Tuesday, June 29, 2010

Arrival in Pascagoula, MS

Hi there! My name is Shelley Dearhart, an Educator at the South Carolina Aquarium. I am reporting to you all this evening, not from Charleston but from Pascagoula, MS where it is currently a rather nice 78 degrees and 10:41 in the evening, 11:41pm EST. I’m writing after a long drive from Charleston, South Carolina to Pascagoula where we have finally ended our journey for the day at a Comfort Inn. I am here volunteering with a crew from the NOAA Marine Lab at Ft. Johnson in Charleston. I applied to volunteer with Charleston researchers for the summer studying bottlenose dolphin abundance and fecundity in local waters. I was selected to help with their studies and began working with this group in May.

As the tragic events in the Gulf began to unfold, research efforts were redirected to the dolphins who would soon be encountering this contaminated environment. The researchers I am working with have already been out to the Gulf several times and have put in so much time and effort to help with this project. I feel extremely fortunate to join them on this trip. The purpose of the research is to identify which dolphins are in the area and are they staying—in a nutshell, what are they doing? In previous trips they have collected biopsy samples to assess contamination levels before and after dolphins are encountering the oil. Researching this type of information is helpful in determining ways to better help and protect the dolphins. In order to participate with this project, I had to complete an online training course through Safety Unlimited. This was a 24 hour course that prepares individuals working in potentially hazardous areas how to protect themselves and stay safe. After all of the training was complete, we hit the road—which brings us to Pasagoula this evening, finally.

Tomorrow we will wake up to meet with some local researchers working to rehabilitate animals affected by the oil and then head down to Grand Isle, Louisiana where we will settle for the next 8-10 days. I am a little unsure of what to expect when we begin our surveys. I obviously know the oil is out there, but I think actually seeing it will be a rather humbling experience. I have been told many dolphins are in our survey area, Barataria Bay, and there have been some sperm whale sightings. Tomorrow will be our first day on the Louisiana coast and Wednesday will be Day One on the water, weather dependent.

I look forward to keeping y’all posted on what we are experiencing out here. I hope you all follow along! Until next time, Goodnight everyone!


  1. Great job and I look forward to tracking your on the scene accounts. Keep up the good work and know that we are thinking of everyone and all mammals and animals involved in this horrible event.

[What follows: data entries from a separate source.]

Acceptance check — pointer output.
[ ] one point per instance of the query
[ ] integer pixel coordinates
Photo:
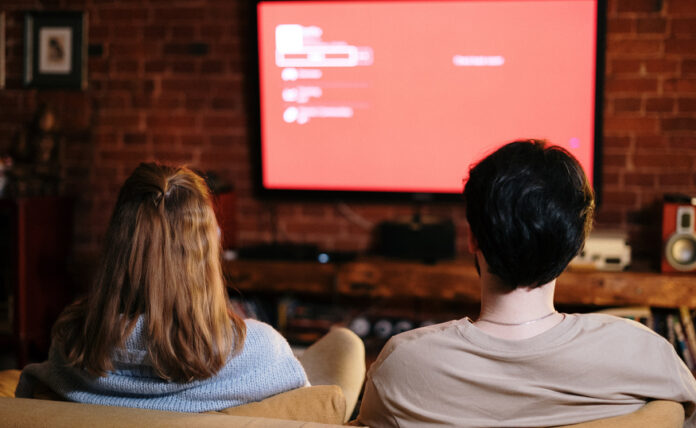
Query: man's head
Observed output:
(530, 208)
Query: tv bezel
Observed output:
(254, 118)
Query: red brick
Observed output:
(212, 66)
(651, 25)
(619, 198)
(607, 216)
(680, 46)
(627, 104)
(186, 85)
(223, 121)
(155, 66)
(616, 85)
(216, 32)
(126, 67)
(679, 124)
(123, 14)
(649, 142)
(662, 161)
(614, 160)
(620, 25)
(679, 179)
(184, 67)
(661, 65)
(630, 124)
(680, 85)
(639, 179)
(155, 32)
(173, 121)
(634, 46)
(226, 103)
(195, 103)
(625, 65)
(610, 179)
(134, 138)
(227, 140)
(172, 157)
(133, 156)
(684, 143)
(193, 140)
(126, 32)
(183, 32)
(689, 66)
(686, 104)
(98, 33)
(120, 120)
(659, 104)
(165, 140)
(616, 142)
(187, 14)
(644, 6)
(679, 7)
(683, 26)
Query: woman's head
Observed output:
(162, 261)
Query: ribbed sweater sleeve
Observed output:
(264, 367)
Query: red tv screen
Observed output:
(403, 96)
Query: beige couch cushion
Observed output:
(323, 404)
(27, 412)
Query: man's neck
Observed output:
(525, 307)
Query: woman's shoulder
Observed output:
(263, 336)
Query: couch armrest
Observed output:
(655, 414)
(338, 358)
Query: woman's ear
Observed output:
(471, 239)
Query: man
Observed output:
(522, 363)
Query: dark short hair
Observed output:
(530, 208)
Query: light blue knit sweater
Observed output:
(265, 367)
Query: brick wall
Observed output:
(166, 82)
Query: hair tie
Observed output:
(157, 198)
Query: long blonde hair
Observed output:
(161, 261)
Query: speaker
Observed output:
(425, 239)
(678, 234)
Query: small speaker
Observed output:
(679, 234)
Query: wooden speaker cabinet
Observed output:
(35, 243)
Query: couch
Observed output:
(328, 403)
(335, 366)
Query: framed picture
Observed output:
(2, 50)
(55, 49)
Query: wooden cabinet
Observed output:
(35, 246)
(452, 280)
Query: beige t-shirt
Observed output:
(587, 367)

  2. Thank you for your hard work and commitment to learning about and protecting wildlife from the oil spill, Shelley! We are looking forward to future posts.

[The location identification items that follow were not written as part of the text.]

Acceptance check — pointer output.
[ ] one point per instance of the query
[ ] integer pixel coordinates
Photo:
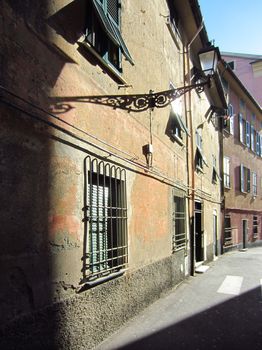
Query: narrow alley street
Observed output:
(220, 309)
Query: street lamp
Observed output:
(208, 58)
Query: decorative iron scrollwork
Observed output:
(142, 102)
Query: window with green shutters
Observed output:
(244, 179)
(255, 227)
(254, 183)
(103, 31)
(106, 249)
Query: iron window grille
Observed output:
(103, 31)
(106, 219)
(179, 223)
(228, 239)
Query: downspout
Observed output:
(190, 158)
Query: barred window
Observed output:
(106, 218)
(179, 222)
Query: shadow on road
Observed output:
(234, 324)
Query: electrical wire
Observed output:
(164, 178)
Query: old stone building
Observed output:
(107, 200)
(242, 151)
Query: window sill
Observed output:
(87, 284)
(105, 64)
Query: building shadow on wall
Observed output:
(234, 324)
(31, 69)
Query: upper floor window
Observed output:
(231, 64)
(229, 121)
(226, 172)
(103, 31)
(248, 134)
(252, 138)
(215, 173)
(255, 226)
(242, 128)
(254, 183)
(257, 143)
(176, 125)
(199, 158)
(244, 179)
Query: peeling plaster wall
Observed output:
(42, 172)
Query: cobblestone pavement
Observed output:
(220, 309)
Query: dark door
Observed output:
(244, 233)
(199, 246)
(214, 234)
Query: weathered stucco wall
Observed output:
(42, 171)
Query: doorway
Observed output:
(199, 239)
(245, 232)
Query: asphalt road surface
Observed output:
(220, 309)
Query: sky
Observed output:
(235, 25)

  3. The FOLKS (Friends of Lake Keowee) are anxiously awaiting and following your blog! Thank you so much for taking such a deep interest in preserving and protecting our environment and wildlife, especially now as you and the staff from NOAA are helping those in the GULF. Keep us POSTED!
    Keowee Keeper

  4. Shelley,

    Great to hear the accounts from a local Charlestonian on what you are seeing. Keep up the good work and we all send our best. Please let the locals know that other people in the country are thinking about them.